Tax Reform Implications for School Finance

Blogs, Letters & Testimonials

September 28, 2017

By Michael Dannenberg

Under reported are the education implications attached to President Trump’s latest tax reform proposal released yesterday. Included is proposed elimination of the state and local tax deduction that would deeply affect public education funding.

The overall Trump tax plan is getting attention insofar it’s nine times more detailed than his previous release. (Ok, really it’s just nine pages as opposed to his previous one page back of the napkin release.) But it is also getting attention, because Congressional Republicans are desperate to deliver a policy win. In the wake of the health care debacle, tax reform is at the top of their agenda.

Make no mistake that proposed tinkering, if not elimination, of the state and local tax deduction has huge financial implications for education. Moreover, recognize there are parochial, if not partisan, political interests at work.

First, the finances.

Folks tend to think about federal support for education in the form of ESEA and IDEA special education grant programs, but they rarely consider the large role federal tax expenditures, like the state and local property tax deduction, play in subsidizing local school spending. In effect, the state and local property tax deduction makes raising money for public education easier.

Consider an individual in the 28 percent marginal income tax bracket who itemizes and deducts $5,000 in property taxes in turn reduces his or her federal tax bill by $1,400. Of $5,000 raised locally for education, the individual pays $3,600 and the federal government pays $1,400.

Thus the federal deduction for state and local taxes makes using those taxes to fund education and other public goods or services more attractive, because it makes state and local taxes a cheaper source of revenue for regular people than they otherwise would be.

Now the politics.

Accordingly, eliminating the state and local tax deduction has been a Republican priority for years. They want smaller government. Now to be fair beyond ideology, there are some legitimate arguments behind the agenda to eliminate the state and local tax deduction. I disagree with them. But let’s not kid ourselves, this is about politics. Take a look at the states that benefit most from the state and local tax deduction. They’re all blue.

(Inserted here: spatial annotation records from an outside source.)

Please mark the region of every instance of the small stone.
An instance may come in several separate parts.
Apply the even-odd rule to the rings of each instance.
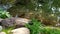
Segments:
[[[0,32],[0,34],[6,34],[5,32]]]
[[[30,31],[28,28],[21,27],[21,28],[12,30],[11,33],[12,34],[30,34]]]

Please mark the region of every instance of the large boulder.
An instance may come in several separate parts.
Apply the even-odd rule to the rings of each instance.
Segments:
[[[11,34],[30,34],[30,31],[28,28],[22,27],[12,30]]]

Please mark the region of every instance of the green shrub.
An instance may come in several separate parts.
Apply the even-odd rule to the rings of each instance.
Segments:
[[[42,34],[60,34],[60,28],[57,27],[44,27]]]
[[[0,10],[0,18],[10,18],[11,15],[9,14],[9,12],[5,11],[5,10]]]
[[[33,18],[31,23],[32,25],[26,24],[26,27],[30,29],[30,34],[39,34],[41,22]]]
[[[58,27],[44,27],[36,19],[32,19],[32,23],[32,25],[26,24],[26,27],[30,29],[30,34],[60,34],[60,28]]]

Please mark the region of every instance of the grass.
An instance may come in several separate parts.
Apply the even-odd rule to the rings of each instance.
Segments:
[[[26,24],[26,27],[30,29],[30,34],[60,34],[58,27],[42,26],[36,19],[32,19],[32,23],[32,25]]]
[[[58,27],[42,26],[41,22],[36,19],[32,19],[31,23],[32,25],[25,25],[25,27],[30,29],[30,34],[60,34],[60,28]],[[3,32],[6,32],[6,34],[10,34],[10,31],[12,29],[13,27],[3,29]]]

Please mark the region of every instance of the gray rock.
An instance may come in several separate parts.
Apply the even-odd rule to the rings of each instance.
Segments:
[[[12,30],[11,34],[30,34],[30,31],[28,28],[22,27]]]

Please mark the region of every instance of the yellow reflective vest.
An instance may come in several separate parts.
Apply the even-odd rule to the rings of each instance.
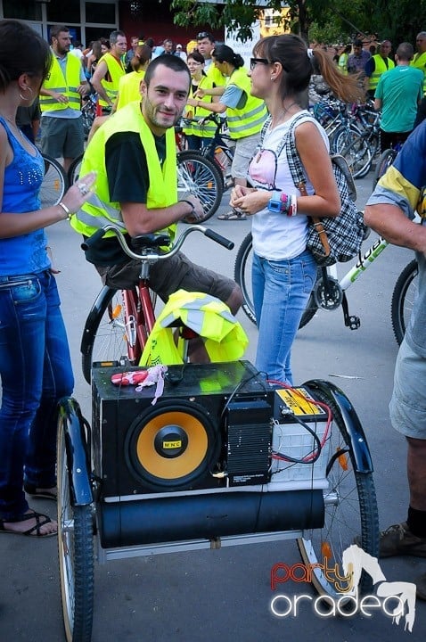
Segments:
[[[205,338],[211,361],[234,361],[244,354],[249,339],[228,306],[204,292],[177,290],[158,317],[141,357],[140,366],[182,364],[182,350],[176,347],[173,331],[176,321]],[[174,325],[175,327],[169,327]]]
[[[144,70],[141,70],[140,71],[131,71],[120,78],[119,81],[118,110],[134,101],[141,102],[141,80],[143,80],[144,75]]]
[[[211,78],[209,78],[208,76],[203,76],[199,83],[198,86],[201,89],[211,89],[211,87],[215,86],[215,83]],[[189,92],[189,98],[193,98],[193,86],[191,86],[190,92]],[[213,96],[210,95],[205,95],[203,97],[204,103],[211,103]],[[193,118],[195,120],[200,120],[201,119],[206,118],[206,116],[210,116],[211,111],[209,111],[206,109],[203,109],[202,107],[191,107],[190,105],[186,108],[186,117],[187,118]],[[203,123],[202,126],[196,125],[195,123],[193,123],[192,125],[188,127],[184,128],[184,133],[187,136],[201,136],[203,138],[213,138],[216,132],[216,125],[211,120],[208,120],[206,123]]]
[[[108,223],[115,223],[123,233],[127,232],[119,203],[110,201],[110,187],[105,167],[106,143],[113,134],[119,132],[137,132],[140,136],[141,144],[146,154],[150,178],[147,208],[149,210],[164,208],[177,202],[175,130],[170,128],[166,132],[166,160],[161,167],[155,147],[155,139],[141,113],[140,103],[129,103],[111,116],[96,131],[85,152],[80,176],[93,170],[96,171],[96,190],[70,220],[76,232],[85,236],[91,236],[97,229]],[[159,230],[158,234],[168,234],[173,241],[176,228],[176,224],[173,224]],[[112,236],[113,233],[108,232],[105,235]]]
[[[102,62],[105,62],[108,67],[108,71],[101,80],[101,85],[104,88],[111,102],[115,103],[119,93],[119,79],[126,74],[126,70],[122,61],[118,60],[112,54],[108,52],[99,59],[98,64]],[[108,103],[102,98],[99,98],[99,104],[101,107],[109,107]]]
[[[410,65],[423,72],[423,94],[426,94],[426,52],[416,54]]]
[[[80,95],[77,91],[79,85],[81,74],[81,62],[72,54],[67,54],[65,75],[61,69],[56,56],[52,56],[52,64],[48,76],[43,83],[44,89],[49,89],[58,94],[68,96],[68,103],[58,103],[52,96],[40,94],[40,108],[42,111],[61,111],[68,108],[79,110],[81,104]]]
[[[370,80],[368,82],[368,88],[371,91],[375,90],[377,87],[381,74],[388,71],[388,70],[394,69],[395,67],[395,62],[391,61],[390,58],[387,59],[388,66],[386,66],[386,62],[380,54],[373,55],[373,60],[374,61],[374,71],[370,76]]]
[[[261,98],[250,95],[251,82],[244,67],[236,69],[231,74],[226,86],[235,85],[247,96],[246,103],[241,109],[226,107],[226,120],[229,136],[233,139],[258,134],[266,119],[267,109]]]

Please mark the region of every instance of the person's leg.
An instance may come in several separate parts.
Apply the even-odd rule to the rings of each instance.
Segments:
[[[6,522],[30,509],[22,490],[30,425],[41,396],[45,350],[45,299],[34,276],[0,279],[0,518],[4,531],[23,531],[37,518]],[[22,283],[19,284],[18,281]],[[40,527],[53,532],[55,523]]]
[[[253,263],[253,298],[258,326],[256,367],[268,379],[292,384],[291,346],[315,274],[316,263],[308,251],[290,260],[258,257]]]
[[[406,522],[381,533],[380,556],[413,555],[426,557],[426,358],[416,354],[405,339],[395,366],[389,403],[390,421],[408,444],[407,476],[410,491]]]
[[[63,169],[66,172],[74,159],[81,156],[85,151],[85,131],[83,116],[77,119],[63,119],[66,135],[63,145]]]
[[[57,405],[74,387],[71,360],[54,277],[41,278],[46,300],[43,388],[29,432],[25,460],[25,484],[35,490],[56,486]]]

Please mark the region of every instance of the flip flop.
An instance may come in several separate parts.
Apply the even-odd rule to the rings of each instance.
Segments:
[[[38,499],[53,499],[56,501],[58,498],[56,490],[54,491],[48,490],[47,489],[41,490],[32,484],[24,483],[24,490],[27,495],[30,495],[32,498]]]
[[[242,212],[237,212],[235,210],[233,210],[227,214],[221,214],[217,218],[219,220],[245,220],[247,217]]]
[[[4,528],[4,523],[14,523],[16,522],[27,522],[27,520],[35,519],[36,525],[28,529],[28,531],[9,531]],[[42,533],[40,528],[45,526],[46,523],[52,523],[52,520],[48,515],[43,514],[42,513],[24,513],[24,514],[13,517],[13,519],[0,519],[0,533],[7,533],[8,535],[25,535],[26,537],[53,537],[57,535],[58,531]]]

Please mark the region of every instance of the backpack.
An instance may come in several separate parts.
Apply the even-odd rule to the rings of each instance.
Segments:
[[[276,152],[276,156],[279,157],[285,148],[291,178],[302,196],[307,194],[307,177],[296,148],[294,131],[296,125],[301,120],[313,119],[307,111],[297,116]],[[262,128],[261,140],[268,126],[269,119]],[[367,229],[364,223],[363,212],[358,211],[355,204],[356,188],[346,159],[337,153],[331,153],[330,158],[340,196],[341,210],[338,217],[308,218],[307,248],[311,251],[320,266],[348,261],[356,256]]]
[[[284,146],[293,183],[304,195],[307,178],[294,138],[296,123],[300,123],[302,119],[310,120],[312,117],[307,118],[307,115],[300,114],[293,120]],[[356,256],[367,229],[364,223],[364,214],[358,211],[355,204],[356,188],[346,159],[338,153],[331,153],[330,159],[340,196],[341,210],[337,217],[309,217],[307,248],[320,266],[343,263]]]

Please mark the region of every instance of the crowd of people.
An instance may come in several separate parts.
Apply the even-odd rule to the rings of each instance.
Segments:
[[[381,555],[426,556],[426,238],[423,227],[414,228],[410,220],[426,185],[426,125],[409,136],[417,108],[424,108],[426,34],[417,37],[415,57],[413,46],[402,43],[395,61],[388,40],[373,55],[356,40],[350,50],[332,57],[295,35],[266,37],[254,45],[250,70],[238,53],[208,32],[200,32],[186,52],[168,38],[156,47],[139,37],[131,38],[127,50],[125,33],[114,30],[108,40],[92,43],[86,53],[75,47],[81,55],[71,55],[67,27],[53,27],[50,37],[51,46],[20,21],[0,21],[0,531],[30,537],[57,532],[57,524],[29,508],[26,497],[56,498],[54,409],[73,388],[44,229],[68,219],[87,237],[113,221],[129,239],[151,233],[173,239],[177,222],[196,222],[201,202],[191,194],[177,198],[174,127],[183,114],[193,119],[186,133],[193,149],[212,136],[197,127],[198,120],[210,112],[227,117],[235,142],[234,186],[232,210],[219,218],[251,219],[255,365],[266,380],[291,385],[291,346],[316,275],[306,247],[308,218],[338,216],[340,208],[327,136],[307,109],[316,78],[316,86],[324,85],[346,102],[369,92],[383,112],[386,144],[397,135],[407,138],[372,195],[365,220],[390,242],[417,251],[419,296],[398,355],[391,402],[392,424],[408,444],[410,506],[406,522],[381,534]],[[41,210],[43,161],[18,127],[18,111],[33,109],[39,100],[41,149],[62,158],[66,169],[84,150],[80,105],[91,87],[102,114],[81,177],[58,205]],[[304,168],[303,185],[291,178],[283,144],[288,136]],[[139,263],[128,259],[114,236],[100,240],[86,258],[111,287],[132,287],[138,280]],[[181,288],[211,294],[233,314],[242,300],[232,279],[182,253],[152,268],[150,286],[164,300]],[[201,339],[193,340],[191,354],[205,360]],[[426,599],[426,574],[417,588]]]

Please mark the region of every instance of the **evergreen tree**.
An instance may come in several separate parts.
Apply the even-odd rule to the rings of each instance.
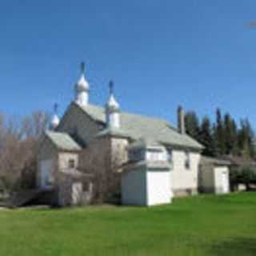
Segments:
[[[239,147],[238,147],[238,131],[235,121],[232,119],[231,123],[231,152],[232,155],[239,154]]]
[[[218,154],[223,155],[226,154],[224,124],[220,109],[216,110],[216,130],[215,137],[218,145]]]
[[[224,139],[226,154],[232,154],[237,150],[237,128],[234,120],[230,114],[226,114],[224,118]]]
[[[189,111],[185,115],[186,132],[196,140],[199,140],[199,119],[194,111]]]
[[[205,146],[203,154],[208,156],[215,155],[211,123],[207,116],[204,117],[199,134],[199,142]]]

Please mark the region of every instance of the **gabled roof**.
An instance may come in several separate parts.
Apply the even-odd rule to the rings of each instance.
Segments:
[[[59,150],[70,151],[81,150],[80,146],[68,134],[46,131],[46,136],[49,138]]]
[[[231,162],[228,160],[202,156],[201,158],[201,164],[202,165],[210,164],[214,166],[230,166]]]
[[[76,104],[76,103],[73,103]],[[106,114],[103,107],[87,105],[81,106],[76,104],[94,121],[106,124]],[[181,134],[166,120],[150,118],[121,111],[121,130],[132,139],[141,138],[153,139],[159,143],[170,146],[202,150],[203,146],[186,134]]]

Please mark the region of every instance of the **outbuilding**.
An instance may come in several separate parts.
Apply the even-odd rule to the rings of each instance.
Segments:
[[[122,204],[149,206],[170,203],[170,166],[165,147],[139,140],[128,150],[130,160],[122,174]]]
[[[226,194],[230,192],[230,162],[202,157],[198,187],[202,193]]]

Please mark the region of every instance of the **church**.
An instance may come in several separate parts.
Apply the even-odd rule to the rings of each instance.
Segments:
[[[220,184],[209,182],[213,175],[200,175],[203,146],[186,134],[182,107],[177,128],[161,118],[125,112],[112,82],[104,106],[94,105],[84,64],[74,91],[62,118],[55,113],[40,138],[37,186],[48,191],[52,204],[153,206],[197,194],[210,183],[209,192],[228,192],[226,162],[207,162],[211,174],[221,170]]]

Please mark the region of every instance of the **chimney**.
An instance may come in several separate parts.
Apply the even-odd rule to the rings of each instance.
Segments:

Blue…blue…blue.

Distribution of the political impact might suggest why it’s not just President Trump who is looking to eliminate the state and local property tax deduction. The House Republican tax committee leadership has advanced the idea repeatedly. In fact, it has been a Republican priority since President Reagan proposed it in 1984. It was defeated back then, but back then there were more ‘blue’ state Congressional Republicans. Those folks are a lot rarer today.

Whatever one’s party, education advocates should resist this latest effort. But those in the resistance also should offer a progressive alternative vision.

Instead of increasing taxes on good things like middle class home ownership and reducing support for public education through the tax code along the way, we should be increasing taxes on bad things like outsourcing and pollution while increasing support for quality public education funding in the process.

In fact, we should do it in a way that promotes equity as well. Increase quality public education funding for everyone, and level up toward equity in the process.

That’s the tax agenda I want to see.